Freedom of Speech—How free really is it? [Issue #003]

Freedom of Speech is a fundamental right that every American knows they possess, but at what extent does it become unlawful? How much of what you say is really “free” without consequences? These are crucial questions to understanding what our legal system has to say about what we can, and cannot say under the law.
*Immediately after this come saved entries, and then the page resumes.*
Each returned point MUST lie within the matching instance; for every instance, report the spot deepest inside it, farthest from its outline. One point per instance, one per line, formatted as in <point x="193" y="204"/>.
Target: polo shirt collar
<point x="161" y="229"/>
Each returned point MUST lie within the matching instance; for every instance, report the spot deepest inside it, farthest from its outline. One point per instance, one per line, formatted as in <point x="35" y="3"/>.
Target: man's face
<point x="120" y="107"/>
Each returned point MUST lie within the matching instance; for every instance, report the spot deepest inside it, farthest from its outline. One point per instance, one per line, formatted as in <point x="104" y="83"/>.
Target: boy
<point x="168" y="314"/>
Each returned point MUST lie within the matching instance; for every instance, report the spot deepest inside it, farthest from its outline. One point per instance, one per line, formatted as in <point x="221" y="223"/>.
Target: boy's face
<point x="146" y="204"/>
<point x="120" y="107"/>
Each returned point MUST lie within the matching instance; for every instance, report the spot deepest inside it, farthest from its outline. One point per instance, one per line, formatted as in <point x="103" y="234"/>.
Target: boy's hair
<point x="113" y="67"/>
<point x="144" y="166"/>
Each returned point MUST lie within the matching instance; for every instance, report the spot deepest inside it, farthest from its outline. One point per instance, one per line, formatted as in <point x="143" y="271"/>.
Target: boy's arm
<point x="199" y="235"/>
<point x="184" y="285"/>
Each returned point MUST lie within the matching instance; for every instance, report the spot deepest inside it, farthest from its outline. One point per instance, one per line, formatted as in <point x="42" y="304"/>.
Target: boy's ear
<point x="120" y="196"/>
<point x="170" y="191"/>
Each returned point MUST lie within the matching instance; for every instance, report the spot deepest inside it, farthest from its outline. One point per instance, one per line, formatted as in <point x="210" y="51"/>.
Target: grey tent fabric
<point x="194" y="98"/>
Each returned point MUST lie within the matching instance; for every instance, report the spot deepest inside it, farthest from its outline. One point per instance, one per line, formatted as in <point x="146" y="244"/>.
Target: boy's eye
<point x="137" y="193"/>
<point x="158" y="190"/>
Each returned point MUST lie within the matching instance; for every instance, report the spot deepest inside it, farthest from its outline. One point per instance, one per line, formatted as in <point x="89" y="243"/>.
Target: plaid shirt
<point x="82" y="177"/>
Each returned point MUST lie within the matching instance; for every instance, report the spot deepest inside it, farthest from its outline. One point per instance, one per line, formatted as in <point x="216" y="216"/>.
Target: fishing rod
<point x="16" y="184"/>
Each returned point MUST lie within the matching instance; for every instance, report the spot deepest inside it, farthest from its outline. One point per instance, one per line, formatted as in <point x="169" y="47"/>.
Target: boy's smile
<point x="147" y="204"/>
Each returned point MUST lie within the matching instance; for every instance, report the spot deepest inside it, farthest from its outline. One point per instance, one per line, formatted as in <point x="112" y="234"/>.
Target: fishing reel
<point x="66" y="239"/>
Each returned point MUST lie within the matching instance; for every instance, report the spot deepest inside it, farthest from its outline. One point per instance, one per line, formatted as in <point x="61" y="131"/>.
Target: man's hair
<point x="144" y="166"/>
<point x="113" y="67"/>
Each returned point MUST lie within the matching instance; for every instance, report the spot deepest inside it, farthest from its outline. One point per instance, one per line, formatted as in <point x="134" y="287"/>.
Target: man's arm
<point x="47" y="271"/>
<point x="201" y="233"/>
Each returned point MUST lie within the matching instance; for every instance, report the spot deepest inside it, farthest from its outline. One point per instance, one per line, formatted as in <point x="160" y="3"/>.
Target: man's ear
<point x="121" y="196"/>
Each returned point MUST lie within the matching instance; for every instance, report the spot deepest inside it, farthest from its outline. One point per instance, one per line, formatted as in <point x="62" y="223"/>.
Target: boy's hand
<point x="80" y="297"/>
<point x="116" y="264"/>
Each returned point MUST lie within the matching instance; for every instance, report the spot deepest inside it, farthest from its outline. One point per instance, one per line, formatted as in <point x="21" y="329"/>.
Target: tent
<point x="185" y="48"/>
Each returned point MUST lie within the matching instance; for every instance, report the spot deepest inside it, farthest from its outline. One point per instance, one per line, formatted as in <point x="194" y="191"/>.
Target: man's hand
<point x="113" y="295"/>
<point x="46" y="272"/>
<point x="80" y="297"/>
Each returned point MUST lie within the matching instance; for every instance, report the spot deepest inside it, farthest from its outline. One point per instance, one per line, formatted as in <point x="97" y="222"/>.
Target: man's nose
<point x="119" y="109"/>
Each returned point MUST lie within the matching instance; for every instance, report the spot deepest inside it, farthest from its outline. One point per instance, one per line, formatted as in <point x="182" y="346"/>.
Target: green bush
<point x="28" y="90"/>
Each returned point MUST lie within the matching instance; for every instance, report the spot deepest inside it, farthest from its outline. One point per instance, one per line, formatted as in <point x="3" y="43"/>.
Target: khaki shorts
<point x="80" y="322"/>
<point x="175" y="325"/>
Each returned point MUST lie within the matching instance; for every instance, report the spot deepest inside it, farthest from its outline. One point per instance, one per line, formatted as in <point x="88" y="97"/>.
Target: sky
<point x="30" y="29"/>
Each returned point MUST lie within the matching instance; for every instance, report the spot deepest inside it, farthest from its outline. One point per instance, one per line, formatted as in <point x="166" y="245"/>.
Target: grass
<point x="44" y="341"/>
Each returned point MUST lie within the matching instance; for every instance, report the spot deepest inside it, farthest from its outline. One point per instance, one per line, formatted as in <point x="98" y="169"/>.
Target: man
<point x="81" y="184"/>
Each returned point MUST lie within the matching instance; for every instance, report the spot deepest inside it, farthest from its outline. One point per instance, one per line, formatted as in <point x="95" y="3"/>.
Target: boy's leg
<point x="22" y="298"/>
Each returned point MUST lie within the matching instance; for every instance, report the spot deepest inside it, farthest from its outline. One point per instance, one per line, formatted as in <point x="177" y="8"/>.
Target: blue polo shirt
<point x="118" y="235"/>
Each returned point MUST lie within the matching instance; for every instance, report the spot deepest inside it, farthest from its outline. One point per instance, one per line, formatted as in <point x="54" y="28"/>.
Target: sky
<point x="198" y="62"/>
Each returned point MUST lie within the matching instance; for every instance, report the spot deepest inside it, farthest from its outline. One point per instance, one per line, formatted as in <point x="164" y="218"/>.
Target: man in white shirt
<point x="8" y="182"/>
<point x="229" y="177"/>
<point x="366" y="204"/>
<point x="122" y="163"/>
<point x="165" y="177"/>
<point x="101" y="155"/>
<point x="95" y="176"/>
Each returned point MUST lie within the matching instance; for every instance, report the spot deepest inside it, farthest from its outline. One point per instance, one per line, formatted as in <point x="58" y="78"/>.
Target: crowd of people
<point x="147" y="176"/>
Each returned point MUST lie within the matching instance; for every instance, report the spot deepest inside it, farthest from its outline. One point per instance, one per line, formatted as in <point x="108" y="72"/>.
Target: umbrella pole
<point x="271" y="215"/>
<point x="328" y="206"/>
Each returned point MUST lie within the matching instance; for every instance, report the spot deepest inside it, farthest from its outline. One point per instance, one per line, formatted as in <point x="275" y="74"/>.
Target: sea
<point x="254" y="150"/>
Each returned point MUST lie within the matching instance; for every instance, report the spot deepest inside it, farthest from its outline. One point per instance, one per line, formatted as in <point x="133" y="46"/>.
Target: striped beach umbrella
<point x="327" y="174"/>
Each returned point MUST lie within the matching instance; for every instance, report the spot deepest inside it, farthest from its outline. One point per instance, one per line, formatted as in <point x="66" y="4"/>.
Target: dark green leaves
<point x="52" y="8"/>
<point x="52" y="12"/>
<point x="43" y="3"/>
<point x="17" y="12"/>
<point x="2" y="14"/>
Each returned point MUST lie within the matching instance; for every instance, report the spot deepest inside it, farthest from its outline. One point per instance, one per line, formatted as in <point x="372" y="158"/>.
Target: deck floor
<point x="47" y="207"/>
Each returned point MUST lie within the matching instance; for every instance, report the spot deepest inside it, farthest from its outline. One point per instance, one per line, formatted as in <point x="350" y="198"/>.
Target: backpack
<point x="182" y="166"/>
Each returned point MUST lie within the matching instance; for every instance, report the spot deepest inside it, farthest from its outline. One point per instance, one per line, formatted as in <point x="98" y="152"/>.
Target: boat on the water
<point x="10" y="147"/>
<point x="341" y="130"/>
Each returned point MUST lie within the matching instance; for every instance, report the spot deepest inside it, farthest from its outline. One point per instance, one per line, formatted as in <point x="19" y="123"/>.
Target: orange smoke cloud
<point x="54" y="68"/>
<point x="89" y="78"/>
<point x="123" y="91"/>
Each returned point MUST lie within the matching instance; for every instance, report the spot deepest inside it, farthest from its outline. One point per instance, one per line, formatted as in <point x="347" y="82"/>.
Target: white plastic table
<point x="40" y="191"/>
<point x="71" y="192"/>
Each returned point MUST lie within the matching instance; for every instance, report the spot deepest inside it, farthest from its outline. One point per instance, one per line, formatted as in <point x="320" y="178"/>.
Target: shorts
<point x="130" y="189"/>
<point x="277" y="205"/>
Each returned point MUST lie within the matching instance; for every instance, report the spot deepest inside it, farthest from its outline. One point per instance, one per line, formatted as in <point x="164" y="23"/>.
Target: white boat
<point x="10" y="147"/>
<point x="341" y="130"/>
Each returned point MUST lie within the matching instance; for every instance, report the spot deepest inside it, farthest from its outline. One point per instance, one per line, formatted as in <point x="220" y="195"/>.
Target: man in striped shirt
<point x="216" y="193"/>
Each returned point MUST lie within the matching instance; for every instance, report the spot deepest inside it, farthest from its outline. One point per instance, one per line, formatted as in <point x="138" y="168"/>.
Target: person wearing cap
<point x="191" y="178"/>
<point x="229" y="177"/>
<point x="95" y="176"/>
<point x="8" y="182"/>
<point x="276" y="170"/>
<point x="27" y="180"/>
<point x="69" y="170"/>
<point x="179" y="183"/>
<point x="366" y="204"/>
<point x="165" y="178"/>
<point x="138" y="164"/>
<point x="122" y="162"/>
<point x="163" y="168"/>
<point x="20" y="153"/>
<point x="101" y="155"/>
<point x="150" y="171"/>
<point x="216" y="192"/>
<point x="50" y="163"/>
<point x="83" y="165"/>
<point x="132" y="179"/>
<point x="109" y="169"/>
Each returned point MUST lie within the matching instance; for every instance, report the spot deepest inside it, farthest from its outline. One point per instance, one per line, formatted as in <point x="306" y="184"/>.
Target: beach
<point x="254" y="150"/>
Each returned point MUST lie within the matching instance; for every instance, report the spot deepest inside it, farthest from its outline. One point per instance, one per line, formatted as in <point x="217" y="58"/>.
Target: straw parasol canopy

First, let’s define our terms. Freedom of speech is our right to communicate our ideas freely—through spoken words, writing, art, etc.— without government interference. Furthermore, we have the right to challenge authority, participate in democracy through debate/protest, share opinions openly, and much more! Without our right to express our ideas, our society risks censorship, oppression, and loss of individual liberty. However, this does not mean that ALL speech is free of consequences. Simply put, freedom of speech is not absolute. The Supreme Court has ruled numerous times that some forms of speech are not protected due to their harmful nature and threat to public order. Let’s go over some Supreme Court cases that shows just this.

Chaplinsky v. New Hampshire (1942)

Walter Chaplinsky was a Jehovah’s Witness that was distributing religious pamphlets on a public street, criticizing organized religion. His preaching attracted a hostile crowd. When a city marshal tried to calm things down, Chaplinsky let out a series of obscenities, calling the marshal a “God-damned racketeer” and a “damned fascist”. Under New Hampshire law, which prohibited intentionally offensive words said to someone in a public place if those words provoked a violent reaction, Chaplinsky was arrested. He claimed that his First Amendment right to free speech had been violated, arguing that the state couldn’t punish him for just his words. The Supreme Court unanimously upheld Chaplinsky’s conviction, asserting that certain types of speech are not protected by the First Amendment because they have no essential value to public discourse and cause immediate harm. The Court identified specific categories of unprotected speech, including : Lewd and obscene speech, profane speech, libelous speech, and fighting words. Chaplinsky’s insults was classified by the Court as “fighting words” because they were likely to provoke violence.

New York Times Co. v. Sullivan (1964)

In 1960, during the Civil Rights Movement, the New York Times published a full-page advertisement titled “Heed Their Rising Voices”. The ad criticized how officials in the South were treating civil rights protestors, but it contained some factual inaccuracies, such as minor errors about how police handled student demonstrations. L.B. Sullivan, a Montgomery city commissioner who supervised the police department, claimed the ad defamed him personally, although his name was not mentioned directly. He argued that the ad’s criticism of the police department reflected on him and hurt his reputation. An Alabama state court sided with Sullivan and he was awarded $500,000 in damages.

The New York times appealed, arguing that punishing them for minor errors discourages journalists from freely expressing themselves. The Supreme Court unanimously ruled in favor of The New York Times, stating that the First Amendment protects publication of all statements about public officials, regardless of if they are true or false, as long as they aren’t made with malicious intent. Since the New York Times had not acted with actual malice, it was protected under the First Amendment.

Miller v. California (1973)

Marvin Miller was a California businessman who conducted a mass mailing campaign to advertise and sell pornographic materials. Some recipients complained, and Miller was charged with violating California’s obscenity laws. The legal question here is : Does the First Amendment protects publication obscene materials, or is it punishable by states?

The Supreme Court ruled that obscene materials are not protected by the First Amendment. The Court established the Miller Test—a three-part test to determine whether material is legally obscene. The three components were : 1. Prurient Interest (Would the average person find that the work appeals to a sexual interest?). 2. Patently Offensive (Does the work depict sexual conduct in a clearly offensive?). 3. Serious Value (Does the work lack serious literary, artistic, political, or scientific value?). Meeting all three criteria meant that the material can be banned as obscene.

Takeaways

In summary, although the First Amendment protects your freedom of speech to openly express your ideas, there are many exceptions to this. Among these exceptions are true threats, defamation, obscenity, fighting words, etc. The bottom line is, if your words are really just harmful or dangerous actions disguised as speech, then it is deemed unlawful under U.S. Law.